El clima empieza a preocupar
Más allá de los precios, la principal preocupación hoy pasa por el clima. Abelenda señaló que en varias zonas del país hace más de un mes que prácticamente no se registran lluvias significativas y que las fuertes heladas han generado un endurecimiento de la superficie de los suelos.“Lo que cayó fueron apenas unos 10 milímetros. Fue excelente para terminar las cosechas de soja y maíz y para sembrar trigo y cebada, pero ahora necesitamos agua”, indicó.Según explicó, los cultivos de invierno nacieron en muy buenas condiciones, aunque comienzan a necesitar humedad para expresar su potencial productivo. “Con 20 o 30 milímetros alcanzaría para romper ese cascarón que dejaron las heladas y darle impulso a los cultivos”, afirmó.

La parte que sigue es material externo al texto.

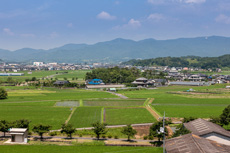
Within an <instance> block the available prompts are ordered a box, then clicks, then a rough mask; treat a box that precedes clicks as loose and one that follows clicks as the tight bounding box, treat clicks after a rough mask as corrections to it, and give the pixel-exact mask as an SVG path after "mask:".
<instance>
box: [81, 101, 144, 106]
mask: <svg viewBox="0 0 230 153" xmlns="http://www.w3.org/2000/svg"><path fill="white" fill-rule="evenodd" d="M144 102H145V99H128V100H126V99H118V100H103V99H100V100H94V101H92V100H86V101H84V106H104V107H135V106H143V104H144Z"/></svg>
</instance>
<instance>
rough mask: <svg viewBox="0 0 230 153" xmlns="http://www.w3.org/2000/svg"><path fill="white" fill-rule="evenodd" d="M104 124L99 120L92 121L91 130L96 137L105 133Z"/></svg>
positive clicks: (105, 129)
mask: <svg viewBox="0 0 230 153" xmlns="http://www.w3.org/2000/svg"><path fill="white" fill-rule="evenodd" d="M106 125H107V124H105V123H100V122H96V123H93V124H92V126H93V132H94V133H95V134H96V136H97V139H98V140H99V139H100V135H102V134H106V133H107V132H108V131H107V130H106Z"/></svg>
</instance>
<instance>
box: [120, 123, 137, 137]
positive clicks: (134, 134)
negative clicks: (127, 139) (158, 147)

Reposición con más cautela
En el mercado de reposición el panorama es algo diferente. Si bien la demanda continúa activa y los niveles de colocación en los remates siguen siendo elevados, los compradores muestran una actitud más cautelosa.Abelenda atribuyó esta situación a una combinación de factores: la falta de lluvias, la escasa respuesta de los verdeos y la leve corrección que registró la hacienda gorda tras culminar la cuota 481.“Es una baja insignificante si se mira el nivel de precios que tenemos, pero son elementos que se suman. Además, el invierno siempre influye, incluso en lo anímico, y eso lleva a actuar con algo más de prudencia”, explicó.De todos modos, destacó que la firmeza del mercado de reposición sigue reflejándose en los remates por pantalla. Como ejemplo mencionó el último remate de Plaza Rural, donde se comercializaron más de 13.000 vacunos con una colocación cercana al 95%.“La reposición está más cautelosa, pero sigue firme. Los porcentajes de ventas en los remates virtuales demuestran que hay interés y demanda por todas las categorías”, sostuvo.De cara a las próximas semanas, el consignatario entiende que el mercado mantendrá su actual equilibrio, siempre y cuando el clima acompañe. “Lo que más anhelamos hoy es que llegue un golpe de agua. Con 25 o 30 milímetros, las cosas quedarían prácticamente perfectas”, concluyó.